The work of McGowan Institute for Regenerative Medicine director William Wagner, PhD, and colleagues is featured on the cover of the May 15, 2017, issue of the publication, Journal of Surgical Research. The corresponding article is entitled “Use of a pedicled omental flap to reduce inflammation and vascularize an abdominal wall patch.” The co-authors are Takafumi Uchibori, MD; Keisuke Takanari, MD, PhD; Ryotaro Hashizume, MD, PhD; Nicholas J. Amoroso, PhD; and Yuzuru Kamei, MD, PhD.
The abstract reads:
Background: Although a variety of synthetic materials have been used to reconstruct tissue defects, these materials are associated with complications such as seromas, fistulas, chronic patient discomfort, and surgical site infection. While alternative, degradable materials that facilitate tissue growth have been examined. These materials can still trigger a foreign body inflammatory response that can lead to complications and discomfort.
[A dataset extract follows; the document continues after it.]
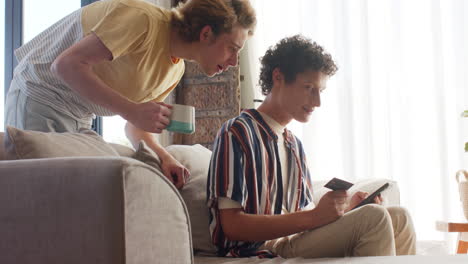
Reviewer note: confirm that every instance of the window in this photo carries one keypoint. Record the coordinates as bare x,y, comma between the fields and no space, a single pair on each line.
2,59
39,15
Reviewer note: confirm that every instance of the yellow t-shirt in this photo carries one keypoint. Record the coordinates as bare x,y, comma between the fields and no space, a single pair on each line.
138,35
Materials and methods: In this report, our objective was to determine the effect of placing a pedicled omental flap under a biodegradable, microfibrous polyurethane scaffold serving as a full-wall thickness replacement of the rat abdominal wall. It was hypothesized that the presence of the omental tissue would stimulate greater vascularization of the scaffold and act to reduce markers of elevated inflammation in the patch vicinity. For control purposes, a polydimethylsiloxane sheet was placed as a barrier between the omental tissue and the overlying microfibrous scaffold. Both groups were sacrificed 8 weeks after the implantation, and immunohistological and reverse transcription polymerase chain reaction (RT-PCR) assessments were performed.
Results: The data showed omental tissue placement to be associated with increased vascularization, a greater local M2/M1 macrophage phenotype response, and mRNA levels reduced for inflammatory markers but increased for angiogenic and anti-inflammatory factors.
Conclusions: From a clinical perspective, the familiarity with utilizing omental flaps for an improved healing response and infection resistance should naturally be considered as new tissue engineering approaches that are translated to tissue beds where omental flap application is practical. This report provides data in support of this concept in a small animal model.
The journal cover photo caption reads: Border between scaffold and omentum. Immunostaining for von Willebrand factor (vWF; red), alpha-smooth muscle actin (SMA; green), and Hoechst (blue) for samples from the omentum 8-wk group. Scale bars = 100 μm.